I go over and crouch down on the other side from the patrolman who’s tending to Jenny. She’s got a goose egg–sized bump on her forehead, and her left arm is lying awkwardly across her torso. She’s pale as death.
“You a friend?” the patrolman says.
“Yes.” I lean over and put my hand on her shoulder. “Jenny, it’s me, Samuel. The patrolman said somebody tried to run you off the road. Did you see who it was?”
She clutches my hand and groans. “Big black car, that’s all I know. Saw it coming up fast in my rearview mirror.” She shudders.
The ambulance comes blaring up and screeches to a halt. The siren dies with a moan. I hear the doors slam, and one of the drivers says, “Man, look at that car. Lucky it didn’t roll over.”
Jenny is still talking. Her voice is low, and I have to bend close to hear her. “I tho
ught he was going around me, but he hit me from the side. Hard.” She sighs and hums deep in her throat. “I saw that I was going off the road. I was scared if I tried to turn the wheel, I’d flip, so I steered toward the ditch.”
“Smartest thing she could have done,” the patrolman crouched across me says.
“Did you recognize the person who hit you?” I say.
“Didn’t see the driver.”
“Everybody move aside,” one of the ambulance drivers says.
“No, I . . .” Jenny starts to say something.
“Ma’am, you need to stop talking. We’re going to take care of you.”
“No!” she says. “Horses.”
“No need to put up a fuss,” I say, squeezing her hand. “I’m going to the hospital with you and I’ll call Alvin.” And I’m going to talk to Zeke Dibble, too. I want him to go over to her place and check it out.
“I want to go home,” she says. Tears are slipping down the sides of her face.
“If everything is all right, they’ll send you right home from the hospital,” I say, although it’s clear that isn’t going to happen.
I stand up so the EMTs can get her onto the stretcher. Another patrol car has arrived and two more patrolmen have gone up to talk to the people pulled onto the side of the road, to see if any of them saw the accident.
The patrolman who stayed by Jenny introduces himself as Arnold Mosier.

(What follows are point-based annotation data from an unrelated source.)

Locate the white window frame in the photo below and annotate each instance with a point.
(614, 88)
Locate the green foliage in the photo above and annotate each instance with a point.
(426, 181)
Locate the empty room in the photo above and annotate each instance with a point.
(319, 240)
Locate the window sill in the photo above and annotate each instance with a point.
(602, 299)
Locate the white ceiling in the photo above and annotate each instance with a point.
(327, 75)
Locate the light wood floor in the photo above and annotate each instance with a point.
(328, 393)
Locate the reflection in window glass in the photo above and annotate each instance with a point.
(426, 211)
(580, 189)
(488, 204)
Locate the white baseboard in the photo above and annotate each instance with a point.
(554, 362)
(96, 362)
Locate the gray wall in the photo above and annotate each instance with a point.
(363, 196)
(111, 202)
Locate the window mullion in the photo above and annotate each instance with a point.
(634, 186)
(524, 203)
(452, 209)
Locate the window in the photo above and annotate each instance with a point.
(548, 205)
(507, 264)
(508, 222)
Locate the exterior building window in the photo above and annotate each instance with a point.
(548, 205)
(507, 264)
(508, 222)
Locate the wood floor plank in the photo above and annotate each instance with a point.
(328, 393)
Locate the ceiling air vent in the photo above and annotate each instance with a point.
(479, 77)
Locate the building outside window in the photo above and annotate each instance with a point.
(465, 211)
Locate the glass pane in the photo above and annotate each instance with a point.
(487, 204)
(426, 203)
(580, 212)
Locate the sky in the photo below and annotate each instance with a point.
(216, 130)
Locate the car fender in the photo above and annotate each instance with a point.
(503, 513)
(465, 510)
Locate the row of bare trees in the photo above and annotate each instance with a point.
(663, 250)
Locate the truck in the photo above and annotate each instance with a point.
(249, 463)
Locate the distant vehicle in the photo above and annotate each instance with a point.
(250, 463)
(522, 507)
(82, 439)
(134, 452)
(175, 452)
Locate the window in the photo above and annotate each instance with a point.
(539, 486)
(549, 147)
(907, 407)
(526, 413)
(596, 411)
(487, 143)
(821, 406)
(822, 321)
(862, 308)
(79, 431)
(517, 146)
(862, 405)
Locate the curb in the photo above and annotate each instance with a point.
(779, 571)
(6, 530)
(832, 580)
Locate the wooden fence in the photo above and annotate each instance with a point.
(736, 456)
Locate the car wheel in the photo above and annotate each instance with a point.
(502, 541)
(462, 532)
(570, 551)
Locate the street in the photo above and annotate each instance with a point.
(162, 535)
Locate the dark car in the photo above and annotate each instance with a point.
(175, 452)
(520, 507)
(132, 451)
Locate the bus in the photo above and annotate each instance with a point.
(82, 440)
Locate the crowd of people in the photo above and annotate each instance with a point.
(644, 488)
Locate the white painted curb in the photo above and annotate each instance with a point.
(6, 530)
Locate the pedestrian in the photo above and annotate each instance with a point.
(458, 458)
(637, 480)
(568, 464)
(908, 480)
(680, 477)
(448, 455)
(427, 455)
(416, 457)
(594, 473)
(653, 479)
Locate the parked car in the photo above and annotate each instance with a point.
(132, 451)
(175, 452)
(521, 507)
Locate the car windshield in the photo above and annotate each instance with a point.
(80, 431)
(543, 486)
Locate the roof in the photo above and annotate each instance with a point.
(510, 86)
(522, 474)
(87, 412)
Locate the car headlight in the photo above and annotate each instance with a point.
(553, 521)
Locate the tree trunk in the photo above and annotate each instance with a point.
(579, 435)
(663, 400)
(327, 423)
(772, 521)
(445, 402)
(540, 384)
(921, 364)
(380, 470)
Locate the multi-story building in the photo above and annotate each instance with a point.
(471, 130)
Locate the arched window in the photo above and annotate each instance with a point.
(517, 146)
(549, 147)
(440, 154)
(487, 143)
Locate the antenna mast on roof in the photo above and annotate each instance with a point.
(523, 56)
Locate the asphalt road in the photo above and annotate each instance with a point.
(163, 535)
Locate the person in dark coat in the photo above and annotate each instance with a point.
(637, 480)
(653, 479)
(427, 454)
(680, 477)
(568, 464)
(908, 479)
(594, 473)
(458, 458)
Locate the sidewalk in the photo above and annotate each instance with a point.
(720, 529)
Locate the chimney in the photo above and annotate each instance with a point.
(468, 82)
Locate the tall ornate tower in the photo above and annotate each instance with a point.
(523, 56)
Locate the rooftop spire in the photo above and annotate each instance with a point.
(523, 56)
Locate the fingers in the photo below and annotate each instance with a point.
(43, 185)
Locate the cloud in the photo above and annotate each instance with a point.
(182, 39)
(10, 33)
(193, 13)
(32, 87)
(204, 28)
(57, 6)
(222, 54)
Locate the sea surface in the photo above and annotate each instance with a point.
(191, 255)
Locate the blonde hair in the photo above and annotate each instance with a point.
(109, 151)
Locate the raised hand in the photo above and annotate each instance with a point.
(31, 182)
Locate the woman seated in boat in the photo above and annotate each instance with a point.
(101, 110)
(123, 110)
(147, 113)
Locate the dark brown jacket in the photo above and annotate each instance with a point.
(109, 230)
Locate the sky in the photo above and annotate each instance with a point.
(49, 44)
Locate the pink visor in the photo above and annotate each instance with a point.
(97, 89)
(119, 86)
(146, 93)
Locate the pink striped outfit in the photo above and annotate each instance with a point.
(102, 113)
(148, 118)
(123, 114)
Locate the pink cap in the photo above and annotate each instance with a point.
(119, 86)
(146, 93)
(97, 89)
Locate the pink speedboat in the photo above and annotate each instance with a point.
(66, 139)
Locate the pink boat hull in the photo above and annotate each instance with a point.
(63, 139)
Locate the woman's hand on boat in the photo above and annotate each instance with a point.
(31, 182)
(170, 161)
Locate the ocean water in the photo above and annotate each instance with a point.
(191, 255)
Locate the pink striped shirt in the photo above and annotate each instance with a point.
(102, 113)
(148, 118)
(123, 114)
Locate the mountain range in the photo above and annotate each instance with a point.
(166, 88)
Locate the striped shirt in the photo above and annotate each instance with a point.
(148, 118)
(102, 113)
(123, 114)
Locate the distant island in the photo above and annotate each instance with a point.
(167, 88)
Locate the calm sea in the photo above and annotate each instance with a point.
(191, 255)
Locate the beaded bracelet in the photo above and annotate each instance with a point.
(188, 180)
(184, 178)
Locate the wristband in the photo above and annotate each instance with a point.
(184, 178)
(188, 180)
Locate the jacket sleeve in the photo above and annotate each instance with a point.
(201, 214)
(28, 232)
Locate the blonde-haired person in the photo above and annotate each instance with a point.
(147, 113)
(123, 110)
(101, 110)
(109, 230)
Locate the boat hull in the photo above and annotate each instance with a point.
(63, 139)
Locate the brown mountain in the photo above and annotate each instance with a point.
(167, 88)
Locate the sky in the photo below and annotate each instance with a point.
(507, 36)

Both he and Cole are in their thirties and could be mistaken for brothers. “We’ve called for a tow truck,” Mosier says. “I don’t know what else we can do unless there are witnesses.”
I get a flashlight out of my truck and go over to look at the damage. There’s a deep dent on the left rear bumper, but no scrapes along the side, so not likely to be any paint residue on the car that did this.